O Kasai Allstars foi um dos grupos apresentados pela gravadora Crammed na coletânea Congotronics vol. 2 e aqui eles recebem um disco inteiro para fazer. Num certo sentido, são o oposto do Konono. Não existe um som imediatamente reconhecível e reiterado ao longo de cada faixa (o que faz o charme e a frontalidade do Konono), mas diferentes estratégias e formas de composição – que, supomos, expressa a contingência de serem os Kasai Allstars provenientes de cinco grupos musicais distintos. Há delicadas peças instrumentais e barulhentas jams suingantes. O mbira está lá, não mais dominando a instância melódica do arranjo, mas acrescido como mais um instrumento à coesão do todo, junto com guitarra, chocalhos e diversos instrumentos percussivos, vários de som pronunciadamente metálico – variações de vibrafones, garfos, etc.

O ritmo é o guia da estrutura da maioria das músicas aqui apresentadas. Mesmo os instrumentos melódicos parecem mais fazer pontuações rítmicas no espaço do que propriamente oferecer algo autônomo ao ritmo. A voz, seja solo ou em coro, transmite essa imagem ao mesmo tempo sensual e ritualística de criação coletiva e à vontade, surgindo como a mera expressão de uma energia.
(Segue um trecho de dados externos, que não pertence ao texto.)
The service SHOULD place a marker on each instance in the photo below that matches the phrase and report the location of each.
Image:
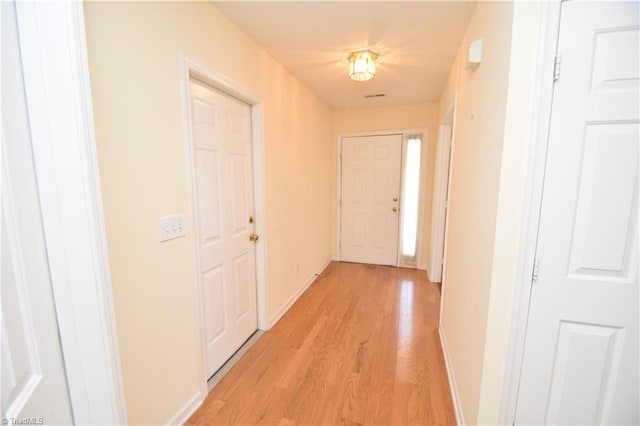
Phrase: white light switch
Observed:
(171, 227)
É uma música extremamente envolvente e viciante, como os músicos do Konono foram antes deles. Mas se os Kasai Allstars não se comparam em termos de originalidade sonora, eles os superam em termos de versatilidade e riqueza de arranjos. Em última análise, é o que mais impressiona no disco: as pequenas variações operadas pelos instrumentos dentro do ritmo, a mudança dos climas de faixa a faixa, o forte sensação de emotividade e feeling que o perfeccionismo lapida sem apagar. Os Kasai Allstars definitivamente não vieram para compor um panorama, mas para reinar entre os grandes. (Ruy Gardnier)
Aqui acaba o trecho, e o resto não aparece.